From what I read both in the books and my own preconceived beliefs, I find it hard to comprehend at times also,but if it does confuse then wouldn't be poignant.What I think Spinoza wants us to do is let go of what we thought about God and to focus on how we can all come to a logical proof of Gods existence. maybe when he mentions things being "natured" he is saying in lay-mans term that things fall into place, these things having a purpose with to it having a determinant affect/effect.
ReplyDeleteNature has a whole new meaning after reading how Spinoza uses the term after reading it again.(most philosophy readings do)Looking at the world this way, God exists because he and he has to for his own purpose much like all things that fall under the definition of being "natured" for and by nature.

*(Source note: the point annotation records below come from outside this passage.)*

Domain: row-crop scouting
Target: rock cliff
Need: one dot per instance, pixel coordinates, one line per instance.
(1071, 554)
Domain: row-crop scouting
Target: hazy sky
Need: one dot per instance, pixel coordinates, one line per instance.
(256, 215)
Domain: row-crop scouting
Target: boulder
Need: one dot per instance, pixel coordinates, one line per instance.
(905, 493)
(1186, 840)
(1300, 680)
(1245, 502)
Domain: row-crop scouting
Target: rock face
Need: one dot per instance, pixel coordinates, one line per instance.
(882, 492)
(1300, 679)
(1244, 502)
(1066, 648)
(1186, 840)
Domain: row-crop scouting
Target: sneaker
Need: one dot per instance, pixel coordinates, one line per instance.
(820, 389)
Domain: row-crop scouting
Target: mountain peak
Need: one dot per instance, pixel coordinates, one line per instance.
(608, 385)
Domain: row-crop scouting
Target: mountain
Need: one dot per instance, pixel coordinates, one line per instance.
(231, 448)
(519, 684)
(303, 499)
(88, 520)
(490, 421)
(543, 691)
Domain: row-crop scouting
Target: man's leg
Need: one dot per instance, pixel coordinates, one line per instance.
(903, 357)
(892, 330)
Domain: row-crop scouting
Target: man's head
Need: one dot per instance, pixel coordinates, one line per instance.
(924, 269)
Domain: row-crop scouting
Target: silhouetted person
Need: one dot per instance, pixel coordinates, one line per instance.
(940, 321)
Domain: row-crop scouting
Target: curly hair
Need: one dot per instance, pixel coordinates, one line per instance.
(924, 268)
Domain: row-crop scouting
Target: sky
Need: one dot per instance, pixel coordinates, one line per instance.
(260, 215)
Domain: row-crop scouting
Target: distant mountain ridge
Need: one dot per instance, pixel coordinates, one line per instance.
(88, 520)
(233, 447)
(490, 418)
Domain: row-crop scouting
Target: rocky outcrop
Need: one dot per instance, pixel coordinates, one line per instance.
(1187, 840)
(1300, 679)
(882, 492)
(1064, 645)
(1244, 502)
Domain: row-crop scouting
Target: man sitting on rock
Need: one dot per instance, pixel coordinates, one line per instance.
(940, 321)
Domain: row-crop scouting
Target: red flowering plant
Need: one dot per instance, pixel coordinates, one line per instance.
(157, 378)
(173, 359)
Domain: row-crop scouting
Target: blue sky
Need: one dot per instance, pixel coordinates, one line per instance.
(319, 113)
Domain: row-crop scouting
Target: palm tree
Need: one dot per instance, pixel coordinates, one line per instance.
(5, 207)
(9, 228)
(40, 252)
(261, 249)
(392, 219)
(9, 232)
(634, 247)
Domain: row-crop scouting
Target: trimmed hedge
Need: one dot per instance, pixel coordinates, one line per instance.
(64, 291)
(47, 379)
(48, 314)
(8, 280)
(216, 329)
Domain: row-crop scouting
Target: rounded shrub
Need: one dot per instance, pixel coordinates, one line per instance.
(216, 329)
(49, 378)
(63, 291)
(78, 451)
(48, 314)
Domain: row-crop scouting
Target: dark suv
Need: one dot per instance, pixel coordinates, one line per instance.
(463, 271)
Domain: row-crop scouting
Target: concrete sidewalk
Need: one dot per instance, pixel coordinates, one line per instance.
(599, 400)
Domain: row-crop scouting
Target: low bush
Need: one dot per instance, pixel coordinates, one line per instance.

By distinguishing Nature into two parts, Spinoza helps us see how God is a part of both of these in P29. Natura naturans is expressing essence, it is what is produced by God; it is substance, what is in itself and conceived through itself. Natura naturata are expressions of essence, the radical diversity of modes, they are things that can not be without substance, without God. Spinoza shows us how God is both what is being created while also creating himself. As Nadler points out, God is both the passive and the active part of Nature. This also helps prove that God is also under the laws of nature, since he is a part of it design. He is in no way outside of it, and while it is easy to think that he is only a part of Natura naturans, he is also a part of Natura natural, for they are expressions of God, and can not be without God.